Les compagnons de jeu de l’Artiste (Nestor, Dumas, Molinier, Ferréol...) quant à eux, trouvent comme remède à l’ennui que leur causent la solitude et l’hiver, le jeu avec l’Artiste. Tout le monde semble pris dans cette atmosphère de l’ennui. Leur univers est doublement fermé par la neige et le brouillard. Chacun essaie de s’en sortir, en se créant une sorte de seconde vie, même si celle-ci est artificielle et qu’elle s’apparente au « théâtre », comme celle de Nestor que décrit le Narrateur dans ce passage :

‘Je pense à Nestor qui montait en pleine nuit à la Clarée, gros comme un buffle, rejoindre quoi? Cent mille théâtres (on sort de l’un pour entrer dans l’autre) sur lesquels à chaque instant nous faisons notre petit numéro, tout seul. (V, 553)’

Ce caractère d’artifice qui fait plaisir, et permet ainsi de faire face à l’ennui, est symbolisé par les « fausses ca r tes » de l’Artiste :

‘Tout le plaisir est dans les fausses cartes. Ils le savent, là-haut à l’étage, comme je le sais au rez-de-chaussée, comme ils le savent dans les villages de la vallée couverte de brouillard et dans le village là-haut couvert de brouillard aussi.
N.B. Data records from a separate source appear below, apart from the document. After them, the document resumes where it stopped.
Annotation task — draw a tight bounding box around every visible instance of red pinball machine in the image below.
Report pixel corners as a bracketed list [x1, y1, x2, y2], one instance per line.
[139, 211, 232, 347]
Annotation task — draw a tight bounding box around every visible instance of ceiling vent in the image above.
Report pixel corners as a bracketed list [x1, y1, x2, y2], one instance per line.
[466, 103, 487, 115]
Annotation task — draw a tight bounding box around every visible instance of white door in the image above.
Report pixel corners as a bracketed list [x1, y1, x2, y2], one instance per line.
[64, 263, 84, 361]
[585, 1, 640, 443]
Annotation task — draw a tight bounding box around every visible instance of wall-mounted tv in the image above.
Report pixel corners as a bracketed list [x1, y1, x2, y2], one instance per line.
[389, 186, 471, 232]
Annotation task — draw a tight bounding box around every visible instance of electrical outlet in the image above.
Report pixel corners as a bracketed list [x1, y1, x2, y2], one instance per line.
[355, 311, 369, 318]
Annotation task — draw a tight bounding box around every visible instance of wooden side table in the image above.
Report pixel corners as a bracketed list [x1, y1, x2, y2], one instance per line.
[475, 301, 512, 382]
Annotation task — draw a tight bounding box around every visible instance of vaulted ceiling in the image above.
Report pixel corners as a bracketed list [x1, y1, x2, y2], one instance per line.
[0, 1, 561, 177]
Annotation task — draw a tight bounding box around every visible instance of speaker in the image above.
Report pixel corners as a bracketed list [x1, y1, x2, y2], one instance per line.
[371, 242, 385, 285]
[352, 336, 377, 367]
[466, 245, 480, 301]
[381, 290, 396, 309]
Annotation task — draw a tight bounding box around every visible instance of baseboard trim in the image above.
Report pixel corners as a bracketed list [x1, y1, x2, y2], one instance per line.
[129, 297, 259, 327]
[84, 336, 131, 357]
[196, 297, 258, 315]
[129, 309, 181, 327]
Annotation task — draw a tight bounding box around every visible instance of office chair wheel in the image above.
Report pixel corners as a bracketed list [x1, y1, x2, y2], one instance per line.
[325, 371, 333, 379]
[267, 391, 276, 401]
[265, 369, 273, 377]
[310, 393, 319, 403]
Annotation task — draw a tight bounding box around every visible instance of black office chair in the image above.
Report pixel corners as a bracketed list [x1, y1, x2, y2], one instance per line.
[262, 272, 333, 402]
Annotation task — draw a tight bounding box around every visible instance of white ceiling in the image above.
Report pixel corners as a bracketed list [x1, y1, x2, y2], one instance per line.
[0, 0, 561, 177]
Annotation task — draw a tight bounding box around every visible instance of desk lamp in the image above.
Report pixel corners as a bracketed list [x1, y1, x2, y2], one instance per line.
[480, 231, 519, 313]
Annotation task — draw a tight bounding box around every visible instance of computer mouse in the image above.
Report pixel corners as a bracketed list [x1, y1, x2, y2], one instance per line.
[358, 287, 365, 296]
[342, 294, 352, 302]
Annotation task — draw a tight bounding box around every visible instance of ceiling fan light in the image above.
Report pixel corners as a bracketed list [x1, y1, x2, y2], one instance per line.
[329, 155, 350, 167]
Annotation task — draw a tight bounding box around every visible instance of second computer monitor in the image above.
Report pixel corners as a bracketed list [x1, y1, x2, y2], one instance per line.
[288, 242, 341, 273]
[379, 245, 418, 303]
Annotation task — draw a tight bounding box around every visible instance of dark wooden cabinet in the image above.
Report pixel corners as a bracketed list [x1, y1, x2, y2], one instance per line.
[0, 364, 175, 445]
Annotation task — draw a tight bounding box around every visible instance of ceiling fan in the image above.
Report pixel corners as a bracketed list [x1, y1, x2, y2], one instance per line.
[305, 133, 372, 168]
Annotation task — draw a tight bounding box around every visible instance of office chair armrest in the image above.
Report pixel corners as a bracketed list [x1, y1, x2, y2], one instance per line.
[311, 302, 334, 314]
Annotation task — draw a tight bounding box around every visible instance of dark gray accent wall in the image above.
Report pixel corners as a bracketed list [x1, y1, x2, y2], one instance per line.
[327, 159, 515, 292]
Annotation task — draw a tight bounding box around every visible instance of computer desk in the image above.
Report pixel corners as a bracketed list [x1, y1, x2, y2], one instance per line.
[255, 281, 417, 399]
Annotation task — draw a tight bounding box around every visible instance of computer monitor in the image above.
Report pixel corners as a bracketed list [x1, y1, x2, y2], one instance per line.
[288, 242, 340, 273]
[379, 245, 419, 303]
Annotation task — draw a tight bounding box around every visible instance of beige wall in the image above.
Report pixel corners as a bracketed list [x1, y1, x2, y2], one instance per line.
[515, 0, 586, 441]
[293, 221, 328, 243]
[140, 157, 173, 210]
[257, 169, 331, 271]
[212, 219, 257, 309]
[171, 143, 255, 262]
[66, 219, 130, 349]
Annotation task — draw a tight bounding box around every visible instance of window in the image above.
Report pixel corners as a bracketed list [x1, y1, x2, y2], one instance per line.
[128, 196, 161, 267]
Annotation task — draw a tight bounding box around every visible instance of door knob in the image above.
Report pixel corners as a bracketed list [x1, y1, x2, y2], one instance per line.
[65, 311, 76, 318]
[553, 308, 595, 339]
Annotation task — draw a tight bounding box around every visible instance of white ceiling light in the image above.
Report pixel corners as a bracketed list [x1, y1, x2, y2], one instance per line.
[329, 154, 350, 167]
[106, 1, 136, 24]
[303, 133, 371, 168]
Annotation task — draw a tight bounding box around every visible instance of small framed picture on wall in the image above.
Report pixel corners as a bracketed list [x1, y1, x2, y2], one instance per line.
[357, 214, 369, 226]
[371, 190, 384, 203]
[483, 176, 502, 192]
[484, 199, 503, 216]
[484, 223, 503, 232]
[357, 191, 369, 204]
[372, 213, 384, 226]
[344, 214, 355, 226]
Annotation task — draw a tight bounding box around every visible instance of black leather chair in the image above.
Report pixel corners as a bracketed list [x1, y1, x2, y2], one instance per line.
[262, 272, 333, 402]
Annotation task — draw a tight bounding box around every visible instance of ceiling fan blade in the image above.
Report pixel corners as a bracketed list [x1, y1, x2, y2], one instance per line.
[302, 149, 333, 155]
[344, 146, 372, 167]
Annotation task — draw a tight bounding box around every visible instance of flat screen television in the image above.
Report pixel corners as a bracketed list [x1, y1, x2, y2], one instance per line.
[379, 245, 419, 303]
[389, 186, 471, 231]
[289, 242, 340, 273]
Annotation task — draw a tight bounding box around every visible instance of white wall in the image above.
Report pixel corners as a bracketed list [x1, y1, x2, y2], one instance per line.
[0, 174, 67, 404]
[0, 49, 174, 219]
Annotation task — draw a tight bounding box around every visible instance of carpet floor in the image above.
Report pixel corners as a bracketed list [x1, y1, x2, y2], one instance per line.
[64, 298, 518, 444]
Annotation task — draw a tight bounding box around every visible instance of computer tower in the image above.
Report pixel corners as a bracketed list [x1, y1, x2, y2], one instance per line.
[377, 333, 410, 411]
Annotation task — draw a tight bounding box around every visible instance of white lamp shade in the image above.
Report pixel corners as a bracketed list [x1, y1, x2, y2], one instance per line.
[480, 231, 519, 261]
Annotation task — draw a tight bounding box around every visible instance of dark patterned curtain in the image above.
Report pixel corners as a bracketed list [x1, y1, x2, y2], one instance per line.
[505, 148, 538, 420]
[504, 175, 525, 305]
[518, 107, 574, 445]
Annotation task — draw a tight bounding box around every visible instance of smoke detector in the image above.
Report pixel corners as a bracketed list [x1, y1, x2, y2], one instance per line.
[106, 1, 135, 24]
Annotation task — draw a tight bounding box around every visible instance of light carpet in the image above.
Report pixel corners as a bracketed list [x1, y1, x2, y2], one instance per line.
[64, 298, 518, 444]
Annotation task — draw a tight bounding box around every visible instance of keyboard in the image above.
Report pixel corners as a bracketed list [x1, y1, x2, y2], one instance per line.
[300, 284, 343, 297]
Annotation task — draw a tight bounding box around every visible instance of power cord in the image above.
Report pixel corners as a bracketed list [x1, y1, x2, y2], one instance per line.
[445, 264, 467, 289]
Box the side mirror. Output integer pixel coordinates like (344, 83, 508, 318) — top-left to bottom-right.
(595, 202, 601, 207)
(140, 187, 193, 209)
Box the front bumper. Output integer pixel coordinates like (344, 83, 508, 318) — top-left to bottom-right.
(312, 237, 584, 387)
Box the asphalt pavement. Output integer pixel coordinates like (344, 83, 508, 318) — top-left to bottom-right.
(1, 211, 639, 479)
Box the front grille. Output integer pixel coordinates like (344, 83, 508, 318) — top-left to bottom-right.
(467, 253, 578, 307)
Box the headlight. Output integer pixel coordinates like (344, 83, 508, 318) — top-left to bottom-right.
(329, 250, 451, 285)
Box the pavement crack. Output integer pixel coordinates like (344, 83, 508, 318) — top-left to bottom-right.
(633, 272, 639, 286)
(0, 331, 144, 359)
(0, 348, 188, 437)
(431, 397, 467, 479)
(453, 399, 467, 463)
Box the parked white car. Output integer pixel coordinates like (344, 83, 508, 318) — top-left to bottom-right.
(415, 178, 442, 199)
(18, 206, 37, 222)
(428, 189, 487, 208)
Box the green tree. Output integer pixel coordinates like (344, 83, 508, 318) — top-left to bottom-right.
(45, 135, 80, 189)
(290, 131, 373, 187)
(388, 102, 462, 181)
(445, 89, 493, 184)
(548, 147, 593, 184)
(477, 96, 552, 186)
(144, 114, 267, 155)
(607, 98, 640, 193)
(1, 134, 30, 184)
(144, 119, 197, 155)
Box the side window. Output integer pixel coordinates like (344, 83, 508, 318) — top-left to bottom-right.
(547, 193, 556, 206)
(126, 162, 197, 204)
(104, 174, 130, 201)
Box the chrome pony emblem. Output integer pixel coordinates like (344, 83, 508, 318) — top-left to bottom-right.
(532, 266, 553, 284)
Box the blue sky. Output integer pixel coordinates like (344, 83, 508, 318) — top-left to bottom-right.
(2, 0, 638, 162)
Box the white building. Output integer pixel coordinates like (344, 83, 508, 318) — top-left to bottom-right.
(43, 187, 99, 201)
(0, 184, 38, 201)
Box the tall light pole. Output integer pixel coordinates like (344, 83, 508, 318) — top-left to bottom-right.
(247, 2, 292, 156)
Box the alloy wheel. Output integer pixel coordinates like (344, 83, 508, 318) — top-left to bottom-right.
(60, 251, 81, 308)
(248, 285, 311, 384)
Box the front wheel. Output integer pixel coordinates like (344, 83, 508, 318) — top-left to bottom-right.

Maintenant, on a été tous mis au pied du mur. [...] Il faut prendre le taureau par les cornes. Il y a un abîme entre la vérité et la vie. Ce n’est pas avec des remèdes de bonne femme qu’on arrive à jouir de ce qui compte. Tromper ne trompe pas mais rapporte, dans cette histoire où il s’agit surtout d’avoir un os à ronger. (V, 540)’

Tout le monde essaie donc de se tromper soi-même. Et pour lutter contre l’ennui, il faut donc employer les grands moyens. Car on est ‘« tous mis au pied du mur ».’ Il faut, par exemple ‘« miser gros, c’est la vie, et tricher pour pouvoir le faire sans risque de perdre la boule. Jamais carte sur table »’ (V, 541). Chacun a sa façon de tricher pour s’en sortir, pourvu qu’on sache éviter de ‘« se servir de soi-même comme on ne doit pas »’ (V, 541). L’Artiste va plus loin : il mise sa vie.